- Tuesday, March 1, 2022

Editor’s note: This is one in a series examining the Constitution and Federalist Papers in today’s America.

In a March 1789 letter to James Madison, Thomas Jefferson wrote: “The tyranny of the legislatures is the most formidable dread at present, and will be for long years. That of the executive will come in its turn, but it will be at a remote period.”

It’s obvious we have reached that remote period, and it has devolved into something even worse than Jefferson imagined.

Legislating from the presidency was not at all what our Founding Fathers had intended. James Madison wrote in Federalist No. 48, “It is agreed on all sides, that the powers properly belonging to one of the departments ought not to be directly and completely administered by either of the other departments. It is equally evident, that none of them ought to possess, directly or indirectly, an overruling influence over the others, in the administration of their respective powers.”

This sentiment is embodied and embedded in our Constitution, which establishes the legislative branch to make laws, the executive branch to carry out and enforce laws and the judicial branch to judge cases and controversies, which, in many instances, require them to interpret the meaning of laws. While all three branches have the ability to check the others, they are not able to administer powers not assigned to their respective branch.

Jefferson made this essential point about the Founders’ vision for the separation of powers and the autonomy of each of the three branches in a 1797 letter to Madison: “As to duty, the constitution will know me only as the member of a legislative body: and its principle is that of a separation of legislative, executive and judiciary functions, except in cases specified. If this principle be not expressed in direct terms, yet it is clearly the spirit of the constitution, and it ought to be so commented and acted on by every friend to free government.”

Unfortunately, in Washington and around the nation, it has now become widely accepted as the norm that the president sits atop the power dynamics in our nation’s capital and that Congress has accepted its fate as an inferior branch of the federal government.

This is, of course, contrary to the concepts of co-equal branches as well as separation of powers. 

The imperial presidency that has slowly taken hold of our national governance since the early part of the previous century is directly contrary to the Founders’ vision for our national government. Our Constitution was drafted with the intent of having the legislature be the most powerful branch of government.

Enhanced executive power by osmosis, as opposed to change in laws or the Constitution, is especially troubling and something President George Washington warned against in his 1796 farewell address to the nation. With respect to the powers delegated to each branch of government, he wrote: “To preserve them must be as necessary as to institute them. If in the opinion of the people the distribution or modification of the constitutional powers be in any particular wrong, let it be corrected by an amendment in the way which the Constitution designates.

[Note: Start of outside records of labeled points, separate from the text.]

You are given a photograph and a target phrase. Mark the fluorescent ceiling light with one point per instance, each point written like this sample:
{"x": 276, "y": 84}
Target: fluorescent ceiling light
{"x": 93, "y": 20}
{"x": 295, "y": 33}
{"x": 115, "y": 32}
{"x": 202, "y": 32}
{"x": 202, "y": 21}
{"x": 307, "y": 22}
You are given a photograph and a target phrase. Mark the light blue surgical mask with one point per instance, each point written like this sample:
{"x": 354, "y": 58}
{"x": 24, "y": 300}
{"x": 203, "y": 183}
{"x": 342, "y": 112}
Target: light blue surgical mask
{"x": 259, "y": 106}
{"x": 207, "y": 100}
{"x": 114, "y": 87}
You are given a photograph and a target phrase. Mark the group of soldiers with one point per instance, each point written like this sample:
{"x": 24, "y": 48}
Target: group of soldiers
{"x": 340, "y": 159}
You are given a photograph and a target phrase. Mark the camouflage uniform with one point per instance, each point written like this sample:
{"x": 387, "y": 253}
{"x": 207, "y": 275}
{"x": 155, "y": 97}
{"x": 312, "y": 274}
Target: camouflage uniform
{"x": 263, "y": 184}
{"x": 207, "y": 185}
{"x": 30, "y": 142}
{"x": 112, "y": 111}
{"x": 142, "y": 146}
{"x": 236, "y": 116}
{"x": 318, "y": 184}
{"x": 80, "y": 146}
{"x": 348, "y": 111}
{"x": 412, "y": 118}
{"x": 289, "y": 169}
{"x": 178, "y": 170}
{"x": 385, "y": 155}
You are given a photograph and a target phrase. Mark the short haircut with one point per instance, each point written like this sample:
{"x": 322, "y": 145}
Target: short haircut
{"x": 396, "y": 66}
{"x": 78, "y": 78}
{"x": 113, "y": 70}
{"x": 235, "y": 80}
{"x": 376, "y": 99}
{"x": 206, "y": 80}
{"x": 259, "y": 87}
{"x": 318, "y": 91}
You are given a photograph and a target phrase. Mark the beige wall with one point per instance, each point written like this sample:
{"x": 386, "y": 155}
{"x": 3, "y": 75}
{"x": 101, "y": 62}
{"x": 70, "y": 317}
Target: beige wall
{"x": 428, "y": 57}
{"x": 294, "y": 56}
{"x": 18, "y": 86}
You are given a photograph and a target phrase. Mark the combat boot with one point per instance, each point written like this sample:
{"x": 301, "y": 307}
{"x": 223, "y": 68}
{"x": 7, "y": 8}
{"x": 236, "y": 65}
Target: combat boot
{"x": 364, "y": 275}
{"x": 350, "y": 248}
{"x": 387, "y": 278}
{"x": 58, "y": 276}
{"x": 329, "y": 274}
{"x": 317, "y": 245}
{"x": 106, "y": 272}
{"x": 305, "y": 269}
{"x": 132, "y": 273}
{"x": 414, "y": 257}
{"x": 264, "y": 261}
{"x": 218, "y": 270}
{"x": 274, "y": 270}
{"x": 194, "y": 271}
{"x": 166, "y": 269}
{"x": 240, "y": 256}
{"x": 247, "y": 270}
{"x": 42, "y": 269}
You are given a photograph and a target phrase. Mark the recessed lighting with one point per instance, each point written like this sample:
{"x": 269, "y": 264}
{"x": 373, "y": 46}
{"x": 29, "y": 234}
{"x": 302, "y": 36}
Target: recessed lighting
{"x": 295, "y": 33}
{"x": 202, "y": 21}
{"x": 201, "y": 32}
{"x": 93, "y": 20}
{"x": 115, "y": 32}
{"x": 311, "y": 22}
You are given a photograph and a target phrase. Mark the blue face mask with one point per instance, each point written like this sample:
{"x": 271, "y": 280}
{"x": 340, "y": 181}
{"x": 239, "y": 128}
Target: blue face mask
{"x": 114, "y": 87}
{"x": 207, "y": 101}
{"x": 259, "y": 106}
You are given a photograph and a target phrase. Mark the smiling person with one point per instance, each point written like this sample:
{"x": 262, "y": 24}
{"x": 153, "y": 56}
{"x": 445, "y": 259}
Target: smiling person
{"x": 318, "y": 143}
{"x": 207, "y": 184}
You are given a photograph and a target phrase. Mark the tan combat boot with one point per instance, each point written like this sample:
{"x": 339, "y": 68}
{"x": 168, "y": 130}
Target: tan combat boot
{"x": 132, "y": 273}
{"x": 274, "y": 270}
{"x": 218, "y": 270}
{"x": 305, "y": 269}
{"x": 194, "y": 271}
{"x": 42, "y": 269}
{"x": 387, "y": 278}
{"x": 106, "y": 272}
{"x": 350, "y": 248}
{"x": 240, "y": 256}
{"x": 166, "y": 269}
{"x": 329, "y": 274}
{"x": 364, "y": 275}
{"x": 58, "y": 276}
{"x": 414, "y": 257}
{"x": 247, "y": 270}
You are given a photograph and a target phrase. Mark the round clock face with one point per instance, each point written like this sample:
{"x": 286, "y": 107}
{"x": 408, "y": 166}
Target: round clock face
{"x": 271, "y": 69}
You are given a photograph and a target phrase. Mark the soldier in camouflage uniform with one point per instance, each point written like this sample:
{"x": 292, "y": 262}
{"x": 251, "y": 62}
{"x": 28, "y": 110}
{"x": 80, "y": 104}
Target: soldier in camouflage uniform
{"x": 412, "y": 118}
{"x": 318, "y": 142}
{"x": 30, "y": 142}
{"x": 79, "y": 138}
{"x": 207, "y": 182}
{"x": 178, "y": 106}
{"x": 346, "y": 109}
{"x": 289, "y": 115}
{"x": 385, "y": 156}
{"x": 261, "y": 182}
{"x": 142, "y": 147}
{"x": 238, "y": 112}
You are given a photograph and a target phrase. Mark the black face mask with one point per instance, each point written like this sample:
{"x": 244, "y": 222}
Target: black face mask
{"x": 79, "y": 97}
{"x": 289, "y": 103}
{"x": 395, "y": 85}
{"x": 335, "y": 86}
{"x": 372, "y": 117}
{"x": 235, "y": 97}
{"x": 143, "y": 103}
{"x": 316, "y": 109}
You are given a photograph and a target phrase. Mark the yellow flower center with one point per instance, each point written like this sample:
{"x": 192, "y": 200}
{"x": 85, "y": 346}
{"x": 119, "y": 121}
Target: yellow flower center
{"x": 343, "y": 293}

But let there be no change by usurpation; for though this, in one instance, may be the instrument of good, it is the customary weapon by which free governments are destroyed.”

Washington understood that changes to the balance of power among the three branches may happen incrementally and appear harmless; however, such changes — if made by one branch seizing or otherwise gaining control of power from another without following proper constitutional process — undermine the Constitution and the integrity of our system.

A recrudescence of the framers’ vision, especially the notion of three separate and co-equal branches of government, will require members of Congress to assert themselves and their prerogatives and avoid moves such as lobbying the president for executive actions or leaving difficult issues and decisions in the hands of judges and bureaucrats. In short, it will require members of Congress to act as legislators.

• Rep. Lee Zeldin is a Republican representing New York’s 1st Congressional District and serves on the House Financial Services and Foreign Affairs committees. He is running for governor.